In basketball the analogy is to not field a star player, and Skinner shows that the same conclusion follows on the court. That might sound crazy, but in fact it had already been observed to be true. It's called the Patrick Ewing theory, after the high-scoring New York Knicks player. Analysts had noticed that when Ewing or other high scoring players like him were absent, their team was more likely to win. The rest of the team had to adjust their play to make up for the star's absence, and that resulted in a win. Of course, it is only a one or two game phenomenon. It would not make sense for a team to trade away their stars. It's basically a shaking up effect, just as in traffic flow.
The main focus of Skinner's paper, however, is when it's best to take the first opportunity to shoot, or when it's better to wait for a high quality shot that is more likely to go in. One of his results is that the more seconds there are left on the clock, the choosier a team can be about which shot to attempt, but everyone already knew that. It's pretty obvious. What is new, however, are precise numbers about how often to attempt a shot.
For example, suppose team A and team B each have the same chance of scoring on a given shot but that A passes the ball twice as fast as B. Let's also assume that both teams have the same ball turnover rate and have plenty of seconds left on the shot clock. Conventional wisdom says team A's best prescription for success is to shoot twice as often as B. But the math shows that if team B shoots, on average, say every 20 seconds, then team A should shoot every 13 seconds rather than every 10. The extra 3 seconds allows team A to be more selective about which shots to take, and in a game where the difference between winning and losing often is a matter of seconds, that can be a winning strategy.
Whether or not Skinner's mathematics has a significant effect on how coaches direct their players is an open question. My point here is that his paper provides yet another wonderful example of how abstract mathematics (hopefully written on recyclable paper) can be taken from one domain and re-used in another. To go back to the Garfunkel-Mumford article and Bressoud's response, being a successful and productive citizen in twenty-first century America requires a basic level of Quantitative Literacy, but for this country to maintain its current status as world innovation leader (the only appealing future I can see for us) we need a substantial number of our citizens with sufficient genuine mathematical skills who can apply mathematics in novel situations, either by developing new mathematical techniques or by recycling old ones.
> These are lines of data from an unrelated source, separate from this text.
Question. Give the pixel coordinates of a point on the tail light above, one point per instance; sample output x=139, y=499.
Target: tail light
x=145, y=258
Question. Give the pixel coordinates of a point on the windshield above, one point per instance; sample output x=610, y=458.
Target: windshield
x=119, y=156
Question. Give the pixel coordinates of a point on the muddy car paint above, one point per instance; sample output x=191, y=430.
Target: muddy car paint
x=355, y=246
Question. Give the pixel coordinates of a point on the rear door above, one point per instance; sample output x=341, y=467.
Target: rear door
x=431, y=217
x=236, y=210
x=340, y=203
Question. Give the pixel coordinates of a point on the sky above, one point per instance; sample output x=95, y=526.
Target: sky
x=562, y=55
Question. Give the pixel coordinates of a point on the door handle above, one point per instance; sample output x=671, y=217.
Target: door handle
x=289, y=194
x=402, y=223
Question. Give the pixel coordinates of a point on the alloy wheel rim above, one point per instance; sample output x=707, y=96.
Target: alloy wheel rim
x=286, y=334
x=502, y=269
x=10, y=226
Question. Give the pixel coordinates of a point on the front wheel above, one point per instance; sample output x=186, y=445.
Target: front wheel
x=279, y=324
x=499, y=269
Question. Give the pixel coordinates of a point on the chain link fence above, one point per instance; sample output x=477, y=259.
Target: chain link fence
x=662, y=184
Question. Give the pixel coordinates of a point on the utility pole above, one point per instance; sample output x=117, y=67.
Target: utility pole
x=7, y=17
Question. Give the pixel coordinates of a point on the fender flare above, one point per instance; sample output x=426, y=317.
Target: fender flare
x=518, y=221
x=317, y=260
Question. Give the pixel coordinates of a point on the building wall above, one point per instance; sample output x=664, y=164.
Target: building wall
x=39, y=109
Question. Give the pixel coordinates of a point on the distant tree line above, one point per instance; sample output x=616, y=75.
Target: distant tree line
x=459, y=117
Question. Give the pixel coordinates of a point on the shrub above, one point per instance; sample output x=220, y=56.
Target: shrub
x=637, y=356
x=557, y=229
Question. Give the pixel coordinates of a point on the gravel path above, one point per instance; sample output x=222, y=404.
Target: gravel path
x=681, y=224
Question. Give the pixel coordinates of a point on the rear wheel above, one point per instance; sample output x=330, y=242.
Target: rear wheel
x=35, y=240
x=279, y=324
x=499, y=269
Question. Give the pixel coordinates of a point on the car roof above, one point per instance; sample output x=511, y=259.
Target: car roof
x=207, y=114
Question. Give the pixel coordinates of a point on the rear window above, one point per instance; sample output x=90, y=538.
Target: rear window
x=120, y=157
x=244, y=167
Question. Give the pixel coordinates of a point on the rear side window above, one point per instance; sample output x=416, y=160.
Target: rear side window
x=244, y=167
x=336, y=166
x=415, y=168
To this end, I would be interested in hearing from any CEOs or HR directors of major companies, particularly in the tech arena, as to what specific problem solving talents or skills they look for in new employees. True, I suspect few high tech CEOs or HR folk are regular readers of MAA Online, but some readers may know such individuals, in which case please let them know of this request. My question is deliberately under-specified, since I do not want to prejudge the kinds of answers I receive. To give just one illustration (for sure not typical of the responses I might get), I suspect few employers of the nation's mathematical talent are interested in a proven ability to solve a second order differential equation, but they might well be swayed by an ability to apply differential equations in a novel way to solve a critical and uniquely different problem the company faces in supply chain management. Different employers might look for different manifestations of that kind of ability. If the education world is aware of what the job market looks for (and many in the mathematical education world do read MAA Online), we can start to change our education method to meet that demand. And for readers who find such a suggestion an offensive "sell-out," I would suggest they read my Man of Numbers book to learn how modern arithmetic and algebra were developed precisely to meet the needs of trade and commerce.